Adaptive Parallelism¶
Why does my max_agents value drift at runtime?
max_agents in bernstein.yaml is the configured ceiling, not a constant. Bernstein runs a feedback controller that lowers the effective ceiling when the run is breaking things or when CPU is overloaded, and raises it back toward the configured max once both signals settle. The result is a moving effective_max_agents value visible in dashboards and metrics.
If you only have time for one sentence: set max_agents as a ceiling, not a target — the orchestrator will run fewer concurrent agents on its own when error rate or CPU spikes. The rest of this page explains the rules, bounds, and how to opt out for deterministic runs.
The problem: static max_agents is wrong¶
A flat max_agents: 8 works if every task is uniform. In real runs tasks mix:
- A few light tasks (a 30 s docs edit) — eight in parallel is fine.
- One heavy task (a long Opus call with a 90 s tool chain) — eight in parallel pin the CPU, the kernel starts swapping, every agent slows down.
- A bad task that fails repeatedly — running it eight times in parallel just produces eight failures faster.
Static caps either under-utilise (too low for light tasks) or thrash (too high for heavy/bad ones). The right answer is dynamic: react to observed signals.
The solution: a feedback controller on max_agents¶
core/orchestration/adaptive_parallelism.py (AdaptiveParallelism dataclass) tracks two windowed signals — task error rate and CPU load — and re-evaluates effective_max_agents once per orchestrator tick. The controller mutates the orchestrator's working max_agents value before the spawner picks tasks for that tick:
self._adaptive_parallelism = AdaptiveParallelism(configured_max=config.max_agents)
...
_effective_max = self._adaptive_parallelism.effective_max_agents()

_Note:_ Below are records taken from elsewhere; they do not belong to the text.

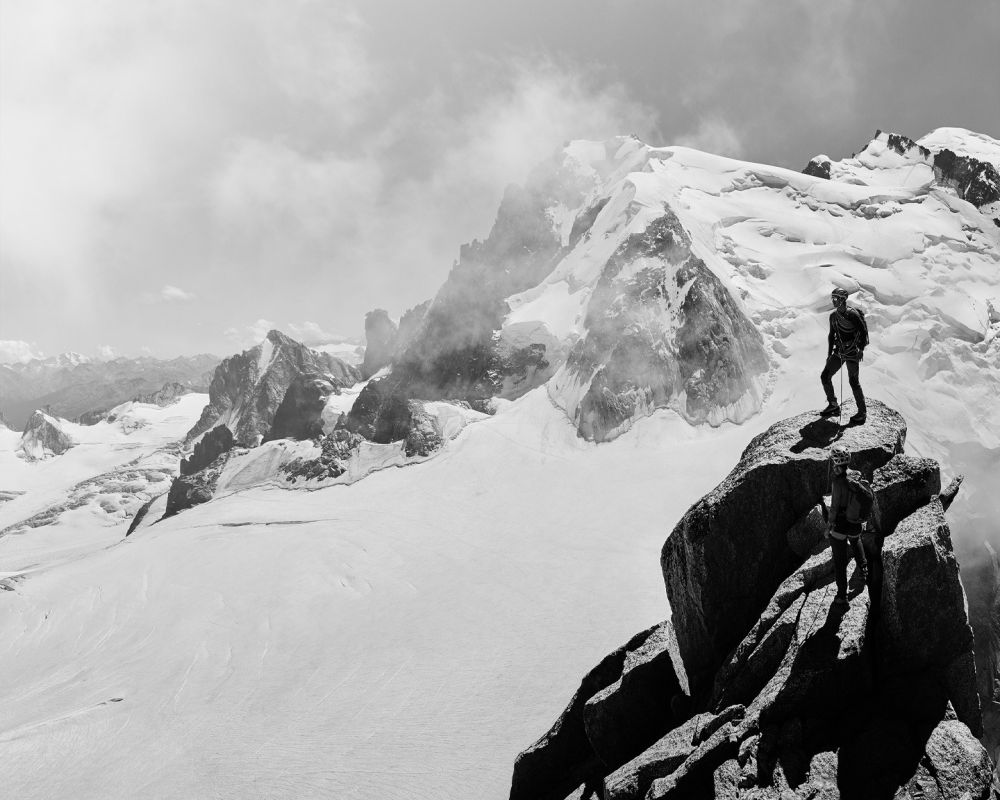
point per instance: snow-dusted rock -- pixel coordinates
(814, 701)
(300, 415)
(44, 436)
(380, 342)
(247, 388)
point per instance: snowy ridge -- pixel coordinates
(79, 500)
(406, 635)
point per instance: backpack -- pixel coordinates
(862, 337)
(861, 501)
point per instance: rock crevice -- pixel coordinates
(776, 693)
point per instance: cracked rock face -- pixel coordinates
(877, 700)
(730, 551)
(300, 415)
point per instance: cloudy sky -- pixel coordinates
(180, 175)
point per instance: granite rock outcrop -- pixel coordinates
(769, 691)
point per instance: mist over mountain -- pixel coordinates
(387, 578)
(70, 385)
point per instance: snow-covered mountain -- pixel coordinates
(247, 388)
(635, 318)
(67, 487)
(71, 385)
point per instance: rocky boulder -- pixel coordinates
(380, 342)
(729, 553)
(925, 635)
(212, 445)
(622, 705)
(382, 415)
(300, 415)
(662, 330)
(195, 488)
(247, 388)
(877, 700)
(818, 167)
(44, 436)
(975, 181)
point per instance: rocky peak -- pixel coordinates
(757, 687)
(44, 436)
(247, 388)
(380, 342)
(164, 396)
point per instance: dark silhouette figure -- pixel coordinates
(846, 344)
(844, 531)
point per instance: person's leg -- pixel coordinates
(826, 378)
(839, 549)
(858, 550)
(855, 380)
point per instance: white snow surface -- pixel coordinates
(128, 452)
(405, 636)
(408, 634)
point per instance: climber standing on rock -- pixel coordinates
(846, 344)
(851, 501)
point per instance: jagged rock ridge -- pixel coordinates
(43, 436)
(380, 342)
(248, 388)
(768, 691)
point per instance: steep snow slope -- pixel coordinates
(79, 500)
(407, 635)
(922, 263)
(401, 637)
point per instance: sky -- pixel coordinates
(178, 176)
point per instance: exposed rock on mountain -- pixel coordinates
(409, 326)
(982, 580)
(43, 437)
(791, 697)
(247, 388)
(661, 330)
(818, 167)
(165, 395)
(197, 487)
(300, 415)
(453, 354)
(380, 342)
(212, 445)
(72, 386)
(781, 475)
(381, 416)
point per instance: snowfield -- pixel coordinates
(405, 636)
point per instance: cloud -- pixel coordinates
(713, 135)
(249, 335)
(170, 293)
(16, 351)
(382, 222)
(309, 333)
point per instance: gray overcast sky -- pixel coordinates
(177, 175)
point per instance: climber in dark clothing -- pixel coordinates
(846, 344)
(842, 531)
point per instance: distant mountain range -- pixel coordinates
(70, 385)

self._config.max_agents = _effective_max
Source: core/orchestration/orchestrator.py:608, :1326-1327.
The controller is purely additive — if you don't read its outputs, nothing changes about the orchestrator loop except that max_agents now drifts.
Inputs (signals the controller reads)¶
Three live signals, one explicit override:
- Task error rate —
record_outcome(success: bool)called by the orchestrator after every terminal task transition. The controller keeps a sliding window of(timestamp, success)outcomes (adaptive_parallelism.py:63-69). - CPU load — read on every tick. On Unix,
os.getloadavg()[1](5-minute load average, normalised byos.cpu_count()). On Windows,psutil.cpu_percent()if available, else0.0(the rule effectively disables itself there). Source:_get_cpu_percent()atadaptive_parallelism.py:88-113. - Time since startup — used as a 120 s grace period during which CPU rules are skipped (boot-time spikes are normal).
- SLO error-budget cap — an external override. The SLO subsystem can call
set_slo_constraint(max_agents)to pin the controller to a hard ceiling when the error budget is depleted; clearing the cap isset_slo_constraint(None)(adaptive_parallelism.py:115-128).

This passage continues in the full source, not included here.